Individualgeschichte ostafrikanischer Musiker-Komponisten

FWF Projekt P 23834 ; Projektlaufzeit: 2011–2013
FWF Projekt P 26080; Projektlaufzeit: 2013–2014

Projektleiter: Doz. Ao. Univ.-Prof. Dr. Gerhard Kubik

Das Projekt hat die systematische Erforschung und Dokumentation von Lebensgeschichten und Entwicklung der künstlerischen Arbeit von einer Zahl von Instrumentalisten und Komponisten des 20./21. Jahrhunderts in einem großen Gebiet Ostafrikas, reichend von Uganda über Tansania und Malawi bis Mosambik, zum Ziel. Von Kubik und anderen Mitgliedern des Teams früher bereits gesammeltes Material soll durch neue Forschungen erweitert werden. Ältere Musiker-Komponisten, zu denen der Kontakt abgerissen ist, sollen wiederentdeckt und Geschichten von Musikern, die früher aufgenommen worden waren aber nicht mehr leben geschrieben werden. Es handelt sich hier wohl um das erste ethnomusikologische Unternehmen dieser Art im subsaharischen Afrika. Wir erwarten uns dabei (a) neue Einsichten zu gewinnen in die kompositorischen Techniken, die diese kreativen Individuen im Verlauf ihres Lebens verwendet haben, und (b) ostafrikanischen Musiker-Komponisten den ihnen zustehenden Platz im internationalen Panorama kreativer Musiker-Persönlichkeiten zu geben, unabhängig davon, ob sie ihre Werke zu Papier gebracht haben oder sie nur mündlich weitergeben.
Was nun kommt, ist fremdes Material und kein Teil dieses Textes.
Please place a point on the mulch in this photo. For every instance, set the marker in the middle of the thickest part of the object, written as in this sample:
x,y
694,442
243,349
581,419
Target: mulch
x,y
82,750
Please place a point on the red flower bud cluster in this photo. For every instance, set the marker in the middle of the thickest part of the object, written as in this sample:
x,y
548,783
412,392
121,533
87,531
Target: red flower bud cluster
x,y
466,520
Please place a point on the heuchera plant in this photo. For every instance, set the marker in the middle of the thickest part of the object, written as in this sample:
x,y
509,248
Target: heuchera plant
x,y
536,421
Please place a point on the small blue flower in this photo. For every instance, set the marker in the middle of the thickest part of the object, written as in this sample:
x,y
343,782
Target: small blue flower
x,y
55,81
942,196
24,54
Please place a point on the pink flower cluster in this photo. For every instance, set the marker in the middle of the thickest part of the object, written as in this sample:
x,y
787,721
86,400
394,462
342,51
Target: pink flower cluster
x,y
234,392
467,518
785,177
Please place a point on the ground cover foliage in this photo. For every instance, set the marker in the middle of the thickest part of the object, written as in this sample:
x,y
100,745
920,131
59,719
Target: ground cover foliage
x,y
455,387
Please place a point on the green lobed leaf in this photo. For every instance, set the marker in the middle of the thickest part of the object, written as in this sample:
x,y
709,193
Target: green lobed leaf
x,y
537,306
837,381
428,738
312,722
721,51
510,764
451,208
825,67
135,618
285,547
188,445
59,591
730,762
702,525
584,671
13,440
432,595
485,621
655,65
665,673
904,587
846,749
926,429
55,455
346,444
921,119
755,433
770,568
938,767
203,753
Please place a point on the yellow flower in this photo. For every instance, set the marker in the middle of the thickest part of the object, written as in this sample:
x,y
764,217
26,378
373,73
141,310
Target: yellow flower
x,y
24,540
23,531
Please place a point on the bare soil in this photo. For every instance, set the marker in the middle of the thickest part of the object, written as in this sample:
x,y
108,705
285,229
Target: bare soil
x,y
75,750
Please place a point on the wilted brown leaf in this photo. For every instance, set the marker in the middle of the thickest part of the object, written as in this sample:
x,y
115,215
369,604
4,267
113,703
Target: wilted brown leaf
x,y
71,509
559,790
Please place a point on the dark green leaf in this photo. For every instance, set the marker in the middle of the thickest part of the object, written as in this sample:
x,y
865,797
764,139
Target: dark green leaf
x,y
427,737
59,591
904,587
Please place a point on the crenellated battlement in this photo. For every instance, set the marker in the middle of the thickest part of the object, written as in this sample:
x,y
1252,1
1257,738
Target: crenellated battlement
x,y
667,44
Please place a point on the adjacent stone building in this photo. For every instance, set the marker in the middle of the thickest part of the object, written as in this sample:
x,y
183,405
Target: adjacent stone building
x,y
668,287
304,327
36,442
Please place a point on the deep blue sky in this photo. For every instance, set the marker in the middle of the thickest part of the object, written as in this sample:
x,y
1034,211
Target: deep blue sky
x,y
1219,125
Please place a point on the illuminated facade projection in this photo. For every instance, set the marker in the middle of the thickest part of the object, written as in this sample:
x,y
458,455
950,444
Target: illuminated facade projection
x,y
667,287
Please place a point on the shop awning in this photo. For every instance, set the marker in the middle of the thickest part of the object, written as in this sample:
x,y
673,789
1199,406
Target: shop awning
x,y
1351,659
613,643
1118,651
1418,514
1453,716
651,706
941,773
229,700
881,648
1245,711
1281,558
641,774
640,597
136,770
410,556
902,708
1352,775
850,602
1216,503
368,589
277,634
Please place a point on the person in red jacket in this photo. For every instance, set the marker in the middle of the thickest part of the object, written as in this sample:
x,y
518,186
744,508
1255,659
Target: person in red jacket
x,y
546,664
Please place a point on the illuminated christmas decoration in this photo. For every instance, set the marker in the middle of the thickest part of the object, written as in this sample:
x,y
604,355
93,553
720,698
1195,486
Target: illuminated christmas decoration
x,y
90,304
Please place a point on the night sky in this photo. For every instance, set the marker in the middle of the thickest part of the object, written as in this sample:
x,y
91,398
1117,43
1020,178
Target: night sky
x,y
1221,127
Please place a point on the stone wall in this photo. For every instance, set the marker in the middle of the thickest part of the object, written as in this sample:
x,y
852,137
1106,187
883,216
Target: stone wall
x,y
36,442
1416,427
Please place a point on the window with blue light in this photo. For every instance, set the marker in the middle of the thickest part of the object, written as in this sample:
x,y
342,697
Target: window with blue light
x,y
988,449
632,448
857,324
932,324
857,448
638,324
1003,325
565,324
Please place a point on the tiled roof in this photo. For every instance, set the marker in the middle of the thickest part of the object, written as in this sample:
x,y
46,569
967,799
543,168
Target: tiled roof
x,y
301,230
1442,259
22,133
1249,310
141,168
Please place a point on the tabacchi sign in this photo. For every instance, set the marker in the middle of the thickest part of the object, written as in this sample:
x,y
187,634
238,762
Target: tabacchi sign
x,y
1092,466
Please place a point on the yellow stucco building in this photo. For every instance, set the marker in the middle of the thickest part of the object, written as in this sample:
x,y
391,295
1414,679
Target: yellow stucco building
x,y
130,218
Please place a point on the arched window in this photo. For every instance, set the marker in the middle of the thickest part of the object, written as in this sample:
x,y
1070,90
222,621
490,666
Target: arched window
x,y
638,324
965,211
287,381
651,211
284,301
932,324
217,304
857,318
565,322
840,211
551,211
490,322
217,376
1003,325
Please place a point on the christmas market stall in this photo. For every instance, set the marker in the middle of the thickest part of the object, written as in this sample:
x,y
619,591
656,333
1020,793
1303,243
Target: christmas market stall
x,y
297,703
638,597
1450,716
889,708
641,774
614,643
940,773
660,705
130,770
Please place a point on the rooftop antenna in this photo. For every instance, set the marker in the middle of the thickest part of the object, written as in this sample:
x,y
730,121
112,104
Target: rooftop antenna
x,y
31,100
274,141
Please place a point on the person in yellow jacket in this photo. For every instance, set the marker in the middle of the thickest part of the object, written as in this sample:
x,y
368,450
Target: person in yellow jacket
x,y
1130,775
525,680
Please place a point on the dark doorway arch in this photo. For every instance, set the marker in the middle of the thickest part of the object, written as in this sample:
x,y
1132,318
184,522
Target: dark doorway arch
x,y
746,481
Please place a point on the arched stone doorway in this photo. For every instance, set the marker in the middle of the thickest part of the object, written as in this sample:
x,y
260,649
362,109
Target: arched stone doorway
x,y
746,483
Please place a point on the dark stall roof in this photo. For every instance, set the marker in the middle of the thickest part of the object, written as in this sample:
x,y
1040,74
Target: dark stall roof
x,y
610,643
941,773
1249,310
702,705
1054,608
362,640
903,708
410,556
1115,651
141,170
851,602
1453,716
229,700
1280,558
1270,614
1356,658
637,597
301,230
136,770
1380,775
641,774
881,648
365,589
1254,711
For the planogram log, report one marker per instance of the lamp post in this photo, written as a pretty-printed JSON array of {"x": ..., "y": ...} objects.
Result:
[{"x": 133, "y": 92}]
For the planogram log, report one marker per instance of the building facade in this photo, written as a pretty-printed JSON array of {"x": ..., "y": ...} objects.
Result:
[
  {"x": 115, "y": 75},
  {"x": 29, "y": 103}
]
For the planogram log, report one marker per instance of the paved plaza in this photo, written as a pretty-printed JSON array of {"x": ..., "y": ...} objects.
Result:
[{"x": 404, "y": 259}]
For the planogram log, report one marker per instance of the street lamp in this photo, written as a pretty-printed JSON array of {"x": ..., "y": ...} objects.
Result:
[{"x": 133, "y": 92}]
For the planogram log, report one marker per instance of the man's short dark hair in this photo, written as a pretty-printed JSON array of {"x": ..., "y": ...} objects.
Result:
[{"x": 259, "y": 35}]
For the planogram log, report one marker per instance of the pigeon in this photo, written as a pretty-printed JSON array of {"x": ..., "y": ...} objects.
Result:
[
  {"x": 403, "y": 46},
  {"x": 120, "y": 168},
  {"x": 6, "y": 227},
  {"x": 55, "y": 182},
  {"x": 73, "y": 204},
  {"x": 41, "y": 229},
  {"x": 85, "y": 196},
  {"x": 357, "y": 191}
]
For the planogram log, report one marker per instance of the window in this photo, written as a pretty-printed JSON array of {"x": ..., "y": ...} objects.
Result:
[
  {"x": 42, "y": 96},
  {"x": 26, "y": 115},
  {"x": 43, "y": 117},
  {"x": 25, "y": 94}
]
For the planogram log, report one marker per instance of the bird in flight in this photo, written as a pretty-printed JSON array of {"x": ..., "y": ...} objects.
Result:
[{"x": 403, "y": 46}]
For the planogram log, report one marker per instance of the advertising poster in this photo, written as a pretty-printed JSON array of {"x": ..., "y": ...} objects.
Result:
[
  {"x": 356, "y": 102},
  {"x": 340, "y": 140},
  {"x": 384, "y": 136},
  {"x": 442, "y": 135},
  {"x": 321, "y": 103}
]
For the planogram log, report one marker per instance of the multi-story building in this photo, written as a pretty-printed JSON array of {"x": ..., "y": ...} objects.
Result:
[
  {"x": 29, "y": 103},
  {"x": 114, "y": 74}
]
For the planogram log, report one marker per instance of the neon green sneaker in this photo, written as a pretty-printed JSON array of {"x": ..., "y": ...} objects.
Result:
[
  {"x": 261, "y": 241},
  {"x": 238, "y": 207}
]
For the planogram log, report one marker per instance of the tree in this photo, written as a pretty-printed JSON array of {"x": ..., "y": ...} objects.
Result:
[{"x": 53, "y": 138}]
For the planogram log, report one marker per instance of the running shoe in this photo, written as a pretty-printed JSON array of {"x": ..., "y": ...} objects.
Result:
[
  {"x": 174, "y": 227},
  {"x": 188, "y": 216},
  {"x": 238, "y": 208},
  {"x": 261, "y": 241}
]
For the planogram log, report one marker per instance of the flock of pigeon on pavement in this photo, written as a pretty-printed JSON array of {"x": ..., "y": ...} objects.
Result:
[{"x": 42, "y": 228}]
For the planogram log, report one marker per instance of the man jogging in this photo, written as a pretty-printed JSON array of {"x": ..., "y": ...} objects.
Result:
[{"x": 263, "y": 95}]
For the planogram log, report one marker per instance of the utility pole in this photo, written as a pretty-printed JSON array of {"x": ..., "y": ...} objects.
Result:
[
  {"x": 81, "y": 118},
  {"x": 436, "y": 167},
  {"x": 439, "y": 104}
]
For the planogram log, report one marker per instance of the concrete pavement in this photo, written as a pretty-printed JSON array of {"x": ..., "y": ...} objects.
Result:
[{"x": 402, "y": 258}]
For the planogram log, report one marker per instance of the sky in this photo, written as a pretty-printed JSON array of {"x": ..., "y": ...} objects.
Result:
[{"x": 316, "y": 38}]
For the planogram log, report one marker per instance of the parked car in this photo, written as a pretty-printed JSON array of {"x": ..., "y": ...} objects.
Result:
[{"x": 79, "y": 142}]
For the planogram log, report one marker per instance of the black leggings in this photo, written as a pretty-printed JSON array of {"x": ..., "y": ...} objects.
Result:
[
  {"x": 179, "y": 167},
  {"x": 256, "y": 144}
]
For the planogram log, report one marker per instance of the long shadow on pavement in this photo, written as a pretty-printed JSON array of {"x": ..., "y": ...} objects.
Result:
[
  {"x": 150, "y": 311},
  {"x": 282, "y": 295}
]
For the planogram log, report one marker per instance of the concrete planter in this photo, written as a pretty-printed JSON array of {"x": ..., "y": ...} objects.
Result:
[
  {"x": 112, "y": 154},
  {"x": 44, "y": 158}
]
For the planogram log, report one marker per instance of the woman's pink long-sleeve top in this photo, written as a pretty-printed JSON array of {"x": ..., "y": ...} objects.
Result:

Im Laufe der im ersten Teil des Projekts durchgeführten biographisch orientierten Leben-und-Werk Dokumentationen stellte sich heraus, dass viele dieser Künstler eigentlich „kulturelle Dissidenten” sind, Auswanderer aus der herkömmlichen kulturellen Landschaft ihrer Gemeinschaften, und dass sie sich gerade mittels ihrer Kunst einen Ausbruch erkämpft haben. Durch ihre Außergewöhnlichkeit – wenn sie anderswo Anerkennung findet – werden sie letzthin dann auch in ihren Herkunfts-Gemeinschaften anerkannt. Mittels ethnisch konzipierter „kultureller Identität” sind sie nicht beschreibbar.

Hier drängte sich die Frage nach den Inspirationsquellen im Werden dieser Künstler auf. Anregungen kamen in vielen Fällen durch Reisen und Schulungen in anderen Gebieten, auch anderen Ländern, einschließlich Arbeits-Migration, neben den „virtuellen” Anregungen über Schallplatten, Rundfunk etc. Bei einigen spielte intra-familiäre Identifikation eine Rolle, nicht selten mit einem Verstorbenen, der dies wünschte; auch Trans-Gender-Identifikation kommt vor, zum Beispiel eines Mädchens mit der Musik ihres Vaters. Auch dies sind Formen „kultureller Dissidenz”, da sie lokalen Erwartungsschemen widersprechen.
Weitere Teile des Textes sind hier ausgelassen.